There are 365 spots open on the website, and people who do donate will receive a coffee tasting event as a thank you. The campaign will be ongoing until every day is accounted for.
“Community isn’t like ‘you owe me one.’ Community is like ‘what can we build here,’” he says. “We’re just trying to make sure the future is a little more egalitarian.”
When McIntosh first began talking with Boyle Street, the agency was going through around 24 kilograms of coffee each month. That didn’t seem like too much, even for a fledgling business—but cold weather, and the popularity of the coffee, has seen that demand get closer to 100 kilograms.
“We had this realization where we would either have to quit the program or get creative and find a way,” McIntosh says.
The business already does 20 kilograms per week in coffee donations to Boyle Street.
“We sell good quality coffee, and there’s a morality to it. At the same time, [we need to] turn around and make sure nobody is forced to beg for it on the street,” McIntosh says.
For the second of these projects, McIntosh chose “No Pods, No Masters”—a riff on an old anarchist slogan—for a title. It’s a partnership with Champ City Courier Collective, an independent cooperative of bike messengers.
The program offers 15 ‘slots’ that allow people in, say, office buildings to apply for recurring Monday deliveries of coffee in different denominations—two or four 340-gram bags, or one or two kilogram bag or bags—through the couriers.

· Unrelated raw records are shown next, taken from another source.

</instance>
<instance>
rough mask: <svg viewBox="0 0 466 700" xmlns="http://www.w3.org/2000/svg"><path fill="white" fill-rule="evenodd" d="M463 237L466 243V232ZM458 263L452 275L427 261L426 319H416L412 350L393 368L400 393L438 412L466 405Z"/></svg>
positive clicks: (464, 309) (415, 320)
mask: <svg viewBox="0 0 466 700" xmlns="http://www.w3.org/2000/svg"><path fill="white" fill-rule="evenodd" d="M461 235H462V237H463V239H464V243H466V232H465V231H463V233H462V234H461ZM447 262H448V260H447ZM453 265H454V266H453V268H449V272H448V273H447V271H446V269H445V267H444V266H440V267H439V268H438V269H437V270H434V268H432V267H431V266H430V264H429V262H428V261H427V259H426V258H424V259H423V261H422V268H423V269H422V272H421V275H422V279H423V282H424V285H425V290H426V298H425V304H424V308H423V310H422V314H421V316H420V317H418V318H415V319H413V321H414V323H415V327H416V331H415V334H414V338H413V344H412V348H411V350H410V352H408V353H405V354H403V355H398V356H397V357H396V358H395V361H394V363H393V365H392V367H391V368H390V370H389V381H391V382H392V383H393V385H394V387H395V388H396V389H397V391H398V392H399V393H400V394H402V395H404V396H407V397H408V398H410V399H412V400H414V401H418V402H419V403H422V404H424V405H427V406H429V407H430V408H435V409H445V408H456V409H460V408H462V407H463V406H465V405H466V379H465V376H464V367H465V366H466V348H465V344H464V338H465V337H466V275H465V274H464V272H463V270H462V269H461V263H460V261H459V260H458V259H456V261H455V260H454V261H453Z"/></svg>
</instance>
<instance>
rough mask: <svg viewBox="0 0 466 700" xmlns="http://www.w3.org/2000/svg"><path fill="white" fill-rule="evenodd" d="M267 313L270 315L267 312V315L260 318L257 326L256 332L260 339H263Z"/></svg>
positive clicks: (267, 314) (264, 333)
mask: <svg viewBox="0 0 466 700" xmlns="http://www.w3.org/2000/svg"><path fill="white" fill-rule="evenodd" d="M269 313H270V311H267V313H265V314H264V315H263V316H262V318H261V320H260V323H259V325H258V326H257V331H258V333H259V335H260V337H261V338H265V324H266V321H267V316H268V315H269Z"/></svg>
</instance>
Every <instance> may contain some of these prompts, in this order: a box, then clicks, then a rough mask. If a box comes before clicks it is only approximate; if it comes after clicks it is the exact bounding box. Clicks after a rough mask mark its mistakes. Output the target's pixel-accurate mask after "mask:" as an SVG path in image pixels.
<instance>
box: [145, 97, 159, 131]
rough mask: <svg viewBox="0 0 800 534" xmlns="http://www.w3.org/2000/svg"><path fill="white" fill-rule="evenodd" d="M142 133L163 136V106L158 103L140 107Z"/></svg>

Champ City Courier Collective is also about to open a SkipTheDishes-esque platform where locals can order from Edmonton businesses.
“Hopefully, by making some regular, recurring business, it’ll help them to have something to stand on,” McIntosh says. “Then other independent businesses will be able to have an independent delivery service—it’s an ecosystem.”
McIntosh wanted to start these projects just as The Grizzlar was opening its doors, but the rigours of starting a new business kind of put them on the back burner.
“This is how we’re going to make the downtown we want to live in,” McIntosh says. “This isn’t the Ice District to me; this is my neighbourhood.”